Kemanusiaan kita pasti menyesalkan tragedi itu. Namun, seberapa jauh kita bisa belajar dari peristiwa ini, menyikapi sains dan teknologi secara arif? Ini adalah pekerjaan rumah kita.
Sains dalam praksis
Pasalnya, sains telah berkembang dengan sangat pesat. Ia yang semula terikat pada spiritualitas, terus bergeser ke arah praksis. Sains yang awalnya lebih merupakan aktivitas mental primum vivere, deinde philosophari (berjuang dulu untuk hidup baru setelah itu berfalsafah) telah menjelma dalam praksis sebagai "penjelas" (explain) dan "peramal" (predict) fenomena alam.
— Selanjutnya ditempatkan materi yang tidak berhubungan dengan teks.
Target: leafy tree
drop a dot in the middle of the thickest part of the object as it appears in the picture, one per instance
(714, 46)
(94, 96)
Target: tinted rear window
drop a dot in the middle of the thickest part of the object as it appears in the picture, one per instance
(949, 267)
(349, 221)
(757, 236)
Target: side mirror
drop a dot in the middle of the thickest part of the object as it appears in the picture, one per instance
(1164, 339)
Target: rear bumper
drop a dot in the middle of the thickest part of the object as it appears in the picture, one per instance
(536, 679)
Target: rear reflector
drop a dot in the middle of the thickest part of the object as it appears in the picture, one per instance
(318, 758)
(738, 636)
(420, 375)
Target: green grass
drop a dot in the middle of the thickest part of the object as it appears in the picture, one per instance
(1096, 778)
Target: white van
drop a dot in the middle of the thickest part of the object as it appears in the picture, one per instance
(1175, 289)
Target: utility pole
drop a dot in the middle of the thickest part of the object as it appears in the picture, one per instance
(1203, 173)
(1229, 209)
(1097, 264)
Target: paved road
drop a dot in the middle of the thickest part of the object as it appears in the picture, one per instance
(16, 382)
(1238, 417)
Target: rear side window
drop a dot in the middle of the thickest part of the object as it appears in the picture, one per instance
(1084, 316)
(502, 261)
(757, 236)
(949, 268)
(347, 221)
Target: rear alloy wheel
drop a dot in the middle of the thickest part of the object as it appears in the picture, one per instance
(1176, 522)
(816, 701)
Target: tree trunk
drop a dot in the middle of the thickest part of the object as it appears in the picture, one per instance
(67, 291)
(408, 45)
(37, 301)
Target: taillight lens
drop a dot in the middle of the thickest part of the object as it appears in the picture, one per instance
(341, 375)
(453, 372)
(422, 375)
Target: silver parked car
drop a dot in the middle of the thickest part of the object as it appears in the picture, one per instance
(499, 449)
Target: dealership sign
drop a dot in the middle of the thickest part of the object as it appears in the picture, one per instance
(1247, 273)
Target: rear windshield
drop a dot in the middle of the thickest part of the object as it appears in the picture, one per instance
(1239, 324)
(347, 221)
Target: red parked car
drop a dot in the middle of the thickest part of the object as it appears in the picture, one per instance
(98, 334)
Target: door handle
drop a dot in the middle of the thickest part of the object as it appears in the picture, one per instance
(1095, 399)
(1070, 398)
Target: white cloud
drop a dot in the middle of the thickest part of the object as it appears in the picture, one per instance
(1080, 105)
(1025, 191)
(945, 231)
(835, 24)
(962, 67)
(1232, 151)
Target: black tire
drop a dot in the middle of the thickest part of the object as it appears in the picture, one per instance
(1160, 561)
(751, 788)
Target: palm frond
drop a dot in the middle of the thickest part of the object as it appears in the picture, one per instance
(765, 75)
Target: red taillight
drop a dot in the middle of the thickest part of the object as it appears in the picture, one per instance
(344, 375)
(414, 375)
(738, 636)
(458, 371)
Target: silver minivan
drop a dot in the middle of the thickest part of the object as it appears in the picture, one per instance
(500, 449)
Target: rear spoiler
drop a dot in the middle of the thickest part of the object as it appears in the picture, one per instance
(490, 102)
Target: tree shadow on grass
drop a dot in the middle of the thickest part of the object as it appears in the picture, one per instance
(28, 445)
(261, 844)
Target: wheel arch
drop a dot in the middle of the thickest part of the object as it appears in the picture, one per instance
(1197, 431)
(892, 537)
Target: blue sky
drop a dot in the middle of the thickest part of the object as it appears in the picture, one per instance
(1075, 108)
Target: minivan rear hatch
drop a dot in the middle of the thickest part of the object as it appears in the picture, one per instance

Namun, tonggak praksis sains yang paling menonjol adalah apa yang terjadi dalam Revolusi Industri melalui penemuan mesin uap (1769) oleh James Watt. Mimpi Francis Bacon dalam bukunya The New Atlantis sebagai negara yang sarat hi-tech mewujud. Menurut Capra dalam The Turning Point, "sejak Bacon, tujuan sains berubah menjadi pengetahuan yang dihambakan untuk menguasai dan mengendalikan alam, yakni untuk tujuan-tujuan yang antiekologis" (F Capra, 1997).
Bagaimana dahsyatnya revolusi yang mengawali era modern itu digambarkan Peter Gay dalam Age of Enlightenment, bahwa betapa para pengusaha pabrik baru tanpa kekangan hukum dan etika bergerak dengan penuh kekejaman dan tanpa norma kesusilaan. Mereka mempekerjakan anak-anak selama 14, 16, atau 18 jam per hari. Buruh terpaksa menerima peraturan-peraturan kejam, sedangkan hukuman bagi yang melanggar sangat keras dan bengis (Peter Gay, 1966).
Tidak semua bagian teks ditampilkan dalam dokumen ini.